The committee also reported that numerous delinquencies by insolvent debtors in the conduct of their affairs, or which had contributed to the losses sustained by their creditors, were not punishable or even cognizable by courts having bankruptcy jurisdiction unless or until a debtor who had a receiving order against him, or became a bankrupt, applied for an order sanctioning a composition or scheme of arrangement with his creditors, or for an order discharging him from his debts. The most prominent of these delinquencies which were brought to the notice of the committee were - failure by a debtor to keep any books or any proper or adequate books of account in his business; trading with knowledge of insolvency; gambling and speculation leading to, or contributing to, the debtor's insolvency or bankruptcy; failure properly to account for any substantial deficiency of assets. The committee received a large body of evidence in favour of making delinquencies such as have been described punishable by imprisonment.

Evidence was also given as to the laws in force in Germany, France and Scotland, from which it appeared that such delinquencies, especially that of keeping no books of account, can be severely dealt with as criminal offences.

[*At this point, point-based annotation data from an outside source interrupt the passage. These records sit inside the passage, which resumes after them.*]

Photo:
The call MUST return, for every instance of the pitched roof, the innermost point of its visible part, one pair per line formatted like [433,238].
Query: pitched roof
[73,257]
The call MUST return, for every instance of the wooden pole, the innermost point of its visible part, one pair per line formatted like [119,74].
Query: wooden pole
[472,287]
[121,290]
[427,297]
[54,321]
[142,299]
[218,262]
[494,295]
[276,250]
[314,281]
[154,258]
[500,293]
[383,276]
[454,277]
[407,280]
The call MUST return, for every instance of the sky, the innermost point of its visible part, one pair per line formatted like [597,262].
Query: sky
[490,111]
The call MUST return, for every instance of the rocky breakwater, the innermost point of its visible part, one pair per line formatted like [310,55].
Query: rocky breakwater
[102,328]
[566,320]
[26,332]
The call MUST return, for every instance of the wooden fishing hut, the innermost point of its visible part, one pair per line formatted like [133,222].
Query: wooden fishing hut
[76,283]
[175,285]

After carefully weighing the evidence on both sides the committee recommended that the failure or omission by a debtor who becomes bankrupt to have kept any books of account, or proper books of account, within two years next preceding his bankruptcy, in a trade or business carried on by him, if without excuse, should be made by law an offence punishable on summary conviction by imprisonment, subject to four important limitations, namely, that the law should define what books of account a person carrying on a trade or business must keep, following in this respect the law in force in France and Germany; that failure or omission by a debtor to have kept the required books should only be punishable in the event of a debtor becoming bankrupt and of the liquidated debts proved in the bankruptcy exceeding £200 in amount; that no prosecution of a debtor for failure or omission to keep books of account should take place before the lapse of two years from the passing of the law; that a debtor should not be punished if he could show that his failure or omission to keep proper books was honest and excusable and did not contribute to his insolvency, and that no prosecution should be instituted for the offence except by order of the bankruptcy court.

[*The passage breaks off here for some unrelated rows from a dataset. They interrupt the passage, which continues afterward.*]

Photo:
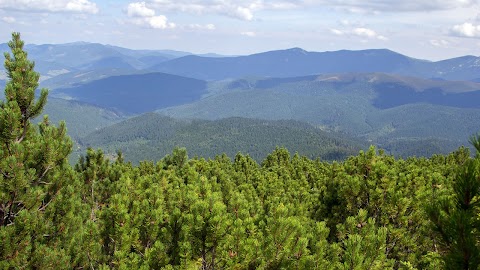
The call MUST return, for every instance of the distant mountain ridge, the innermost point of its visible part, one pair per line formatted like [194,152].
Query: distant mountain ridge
[151,136]
[137,93]
[55,59]
[297,62]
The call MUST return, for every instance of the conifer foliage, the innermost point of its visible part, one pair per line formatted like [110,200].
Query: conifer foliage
[370,211]
[34,172]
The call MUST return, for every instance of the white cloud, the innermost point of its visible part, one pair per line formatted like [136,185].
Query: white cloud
[145,16]
[75,6]
[248,34]
[243,14]
[8,19]
[337,32]
[155,22]
[466,30]
[439,43]
[389,6]
[242,10]
[359,31]
[201,27]
[139,10]
[364,32]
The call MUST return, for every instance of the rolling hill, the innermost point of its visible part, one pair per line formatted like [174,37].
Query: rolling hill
[298,62]
[81,118]
[152,136]
[138,93]
[363,105]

The committee made recommendations of much the same character with regard to punishing some of the other delinquencies mentioned above. There were also recommendations by the committee as to trading by undischarged bankrupts, as to the realization of estate on bankruptcy, as to the operation of the law of relation back of a bankruptcy trustee's title, as to the law relating to the after-acquired property of an undischarged bankrupt, and dealings with such property, and with respect to married women and their liabilities under bankruptcy law. The committee also reported on the law and practice relating to voluntary deeds of arrangement between a debtor and his creditors and on the compulsory regulation of assignments of book debts, and of agreements for the hire and purchase of chattels.

In addition to this report the annual reports of the Board of Results of legislation. Trade, which are accompanied by elaborate tables of statistics, and by copious illustrations both of the working of the system and of the characteristic features and causes of current insolvency, are published as parliamentary papers, and may be usefully consulted by those interested in the subject. It appears from these reports that the total number of insolvencies dealt with under the bankruptcy acts during the ten years ending 31st December 1905, was 43,141, involving estimated liabilities amounting to £61,685,678, and estimated assets amounting to £26,001,417. It may also be pointed out that according to the official figures, the cost of bankruptcy administration under the present system has very considerably decreased as compared with that under the act of 1869. Estates are also closed at much shorter intervals, and, what is more important from a public point of view, it appears that while the estimated liabilities of bankrupt estates during the ten years ending 1883 amounted on an average to £22,380,000 per annum, the estimated liabilities during the ten years ending 1905 only averaged £6,168,567 per annum.

But during the latter period there was an annual average of 3426 private arrangements involving a further estimated annual liability of £4,166,354 entered into outside of the Bankruptcy Acts by insolvent debtors. There are no means of ascertaining the corresponding amount of liabilities on private arrangements outside of the Bankruptcy Acts prior to 1883, and therefore a complete comparison is impossible; but it is evident that on any method of computation there has been a very great diminution in the trading insolvency of England and Wales, while it is also clear as a matter of general knowledge in commercial circles, that a great decrease in the proportion of fraudulent trade and reckless speculation has been a marked feature of private trading during the period in question.